Si l’on compte uniquement les crises ayant secoué l’économie mondiale durant le XXe siècle, il est possible de constater que leur nombre s’est démultiplié depuis 1971, année de l’abandon du système de référence-or et de la suprématie du dollar, considéré comme le point de départ d’un ensemble d’événements qui va engendrer la période d’instabilité financière mondiale que le monde vit actuellement. Il s’en est suivi plusieurs événements majeurs dont le flottement généralisé du cours des monnaies en 1973, le début d’une mondialisation financière favorisée par la montée en puissance des investissements dans la finance en 1979 et enfin le «Big Bang» de la City de Londres en 1986, qui a consacré l’émergence des politiques néolibérales appliquant la déréglementation, la désintermédiation et décloisonnement favorable à l’épanouissement des marchés financiers au Royaume-Uni et aux États-Unis.
Avec l’aide de l’économiste Omar Aktouf, professeur titulaire à HEC Montréal et membre du conseil scientifique d’ATTAC Québec, Sputnik entame une série d’émissions dans le but d’expliquer les fondements de ce néolibéralisme qui génèrent les crises répétitives sous le titre:
«Suite aux crises de 2008 et celle du Covid: leçons d’anti-économie et d’anti-management du néolibéralisme anglo-américain». Le Pr Aktouf fait partie des économistes ayant alerté depuis au moins 30 ans sur les dangers que faisait courir ce néolibéralisme anglo-américain à l’économie mondiale.
Pourquoi le concept d’économie-management?
Dans ce premier cours introductif, et afin d’analyser les problèmes ontologiques et structurels du capitalisme néolibéral anglo-américain, «il faut prendre l’économie et le management comme un tout, même si au départ nous analyserons séparément ces deux domaines», affirme le professeur Aktouf, précisant que «nous finirons par les interconnectés par la suite afin de tirer des conclusions proches de la réalité physique de l’économique».
L’économie-management, au service de qui?
Pour Omar Aktouf, le leitmotiv du capitalisme néolibéral anglo-américain «est comment gagner de l’argent. Le tandem économie-management fonctionne exclusivement pour accomplir cet objectif».
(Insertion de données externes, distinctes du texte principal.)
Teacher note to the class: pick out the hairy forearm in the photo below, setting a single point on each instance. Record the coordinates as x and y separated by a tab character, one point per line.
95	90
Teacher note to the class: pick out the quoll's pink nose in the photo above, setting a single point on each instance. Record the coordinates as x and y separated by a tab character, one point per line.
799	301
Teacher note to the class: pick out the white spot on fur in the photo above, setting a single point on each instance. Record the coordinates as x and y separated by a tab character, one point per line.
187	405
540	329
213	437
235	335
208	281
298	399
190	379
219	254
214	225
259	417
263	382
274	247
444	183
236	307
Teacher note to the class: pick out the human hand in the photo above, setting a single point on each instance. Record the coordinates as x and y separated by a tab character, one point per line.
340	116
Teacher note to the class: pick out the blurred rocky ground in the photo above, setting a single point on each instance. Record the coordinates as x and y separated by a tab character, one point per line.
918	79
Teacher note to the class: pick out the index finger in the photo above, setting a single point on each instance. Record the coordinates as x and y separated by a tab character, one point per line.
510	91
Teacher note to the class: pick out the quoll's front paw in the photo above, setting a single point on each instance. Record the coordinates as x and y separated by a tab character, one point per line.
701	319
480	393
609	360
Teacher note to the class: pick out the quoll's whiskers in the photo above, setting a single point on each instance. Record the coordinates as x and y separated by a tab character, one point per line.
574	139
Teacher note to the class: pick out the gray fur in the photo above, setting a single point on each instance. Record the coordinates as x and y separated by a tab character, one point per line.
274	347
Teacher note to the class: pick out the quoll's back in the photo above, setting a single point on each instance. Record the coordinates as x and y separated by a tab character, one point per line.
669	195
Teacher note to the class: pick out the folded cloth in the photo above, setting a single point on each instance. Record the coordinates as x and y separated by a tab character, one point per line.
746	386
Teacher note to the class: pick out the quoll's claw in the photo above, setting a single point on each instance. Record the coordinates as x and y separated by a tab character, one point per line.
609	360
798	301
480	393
C’est ainsi que les hausses boursières provoquées d’une manière artificielle sont considérées par les adeptes du néolibéralisme comme un indicateur de la santé financière, explique-t-il, indépendamment de la situation réelle, qui est déterminée par exemple par le taux de chômage, la consommation, l’état de la santé, de l’éducation et des infrastructures.
Pour bien saisir cette notion, l’interlocuteur de Sputnik estime qu’il «est judicieux de comparer par exemple l’économie des États-Unis avec celles du Japon, de l’Allemagne et des pays scandinaves».
Quid de la relance après la crise du Covid-19?
Concernant les perspectives économiques mondiales une fois la crise sanitaire du Covid-19 vaincue, le professeur Omar Aktouf estime que «parler de sitôt d’une relance économique relève de la chimère. L’OCDE et la Banque mondiale parlent actuellement de la plus grande récession économique depuis la fin de la Seconde Guerre mondiale en 1945».
Enfin, le professeur Aktouf juge que le néolibéralisme a créé plusieurs concept et outil destructeurs desquels il faudrait impérativement sortir: «la monnaie, le salaire, le profit, le marché libre, la compétitivité et l’homme d’affaires». «Avec d’autres économistes et le célèbre linguiste américain Noam Chomsky, nous avons réalisé un documentaire intitulé “L’Encerclement” qui montre le côté fallacieux de ces concepts et outil et déconstruit leur rôle dans l’état où se trouve l’économie mondiale», conclut-il.